Coluna Tadeu Marcato: Memórias nascentes, presenças ausentes
Mais um colaboração do professor Tadeu Marcato, mostrando pequenos diálogos com os seus filhos, mas grandes reflexões!

Há dias que o Raoni e o Cauê me pedem uma hortinha com alface, cenoura, “bróquis”, docinho e outras tantas coisinhas que eles gostariam que nascessem do chão e fossem acessíveis a qualquer momento.
Procrastinei enquanto pude, quando não tive mais argumentos me rendi. Fui ver vídeos na internet, perguntei para algumas pessoas, comprei as coisas e fomos fazer nossa hortinha.
Enquanto eu afofava a terra com uma machadinha de horta, perguntei para o Cauê se ele sabia o que eu estava fazendo e antes de ter a sua resposta fiz um transporte no tempo – esse ser abstrato e concreto, longe e perto, da outrora e do depois – e acessei algumas memórias.
Logo, me encontrei com Paulo Freire que me falou “A leitura do mundo precede a leitura da palavra”. Lemos o mundo desde que estamos nele, tudo que é observado ao longo do processo de formação fica registrado na memória e isso nos acompanha ao longo da vida, e agora, aqui na minha frente, estava a própria criação de memórias de um ser de quatro e outro de três anos, sobre o fazer algo, neste caso, uma hortinha com alface, cenoura, “bróquis”, docinhos e tais. Lembrei de um poema, Memórias nascentes, escrito quando o Raoni tinha menos de um aninho e publicado no meu livro Descompasso (2016) que apresento a vocês:
vejo as memórias/se construírem como fotos/através do seu olhar/que fita a sala, os livros, os atos/e escala cada canto/olhar que não se cansa/de olhar tanto
Esse encontro com Freire foi a escada para outra viagem, mais longa, remota, na verdade ele que me conduziu, na velocidade do que é atemporal, mergulhei em águas calmas do passado e lembrei de quando eu tinha três ou quatro anos. Um sorriso me escapou no canto da boca, brotou em meu rosto e conforme lembrava, vivenciava aquele momento, novamente, através de todo cenário que a
existência me proporcionava no aqui e agora. Essa memória se enroscava com a prática do presente, eu, nesse momento, pai de duas crianças aprendendo junto delas a fazer uma horta e cultivar as boas lembranças.
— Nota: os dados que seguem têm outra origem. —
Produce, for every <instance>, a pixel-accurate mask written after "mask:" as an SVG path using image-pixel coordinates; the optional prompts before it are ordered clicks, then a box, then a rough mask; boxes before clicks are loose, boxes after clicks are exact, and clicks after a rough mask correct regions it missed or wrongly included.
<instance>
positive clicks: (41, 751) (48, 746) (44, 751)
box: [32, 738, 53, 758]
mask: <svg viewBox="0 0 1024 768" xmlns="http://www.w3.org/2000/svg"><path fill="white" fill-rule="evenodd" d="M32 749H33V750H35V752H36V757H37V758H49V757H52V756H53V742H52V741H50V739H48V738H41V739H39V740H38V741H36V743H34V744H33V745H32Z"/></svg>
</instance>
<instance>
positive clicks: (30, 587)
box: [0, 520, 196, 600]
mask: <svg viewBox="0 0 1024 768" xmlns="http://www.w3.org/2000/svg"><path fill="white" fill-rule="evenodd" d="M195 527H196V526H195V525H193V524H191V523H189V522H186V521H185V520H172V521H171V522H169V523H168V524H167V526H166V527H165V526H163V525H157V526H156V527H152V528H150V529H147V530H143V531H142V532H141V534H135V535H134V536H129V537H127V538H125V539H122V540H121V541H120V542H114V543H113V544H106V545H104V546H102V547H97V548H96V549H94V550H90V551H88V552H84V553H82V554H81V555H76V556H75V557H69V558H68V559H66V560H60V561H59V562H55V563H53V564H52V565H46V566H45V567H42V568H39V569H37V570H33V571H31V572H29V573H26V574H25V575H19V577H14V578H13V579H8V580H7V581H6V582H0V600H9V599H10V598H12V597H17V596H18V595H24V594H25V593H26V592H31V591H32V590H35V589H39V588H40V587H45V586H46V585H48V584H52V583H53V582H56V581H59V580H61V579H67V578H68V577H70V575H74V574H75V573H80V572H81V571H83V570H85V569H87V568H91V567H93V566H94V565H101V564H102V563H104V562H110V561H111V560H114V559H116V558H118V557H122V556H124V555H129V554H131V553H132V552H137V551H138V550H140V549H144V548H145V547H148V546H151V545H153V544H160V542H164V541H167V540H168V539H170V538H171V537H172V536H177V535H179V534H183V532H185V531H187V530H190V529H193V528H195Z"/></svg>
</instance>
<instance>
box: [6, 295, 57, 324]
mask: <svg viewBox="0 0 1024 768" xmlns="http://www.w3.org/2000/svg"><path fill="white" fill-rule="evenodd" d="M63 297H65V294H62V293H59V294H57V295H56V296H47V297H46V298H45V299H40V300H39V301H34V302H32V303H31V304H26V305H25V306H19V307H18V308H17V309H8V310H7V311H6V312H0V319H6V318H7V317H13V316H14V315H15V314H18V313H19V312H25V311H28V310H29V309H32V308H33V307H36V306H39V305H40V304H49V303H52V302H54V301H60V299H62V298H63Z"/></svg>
Essa fenda no tempo, aberta pelas palavras de Freire, surgiu com tanta intensidade que me transportou até o meu avô materno, homem nascido na década de 1910, qualquer saidinha lá estava o “vô Gusto”, sapato engraxado, terno bem cortado e um chapéu modelo diplomata de feltro, objeto que tenho até hoje, mas a principal herança, sem hesitação, é a imaterial. A propósito, eu era chamado de “Gustinho” pelos moradores das redondezas, devido a algumas semelhanças com o meu avô.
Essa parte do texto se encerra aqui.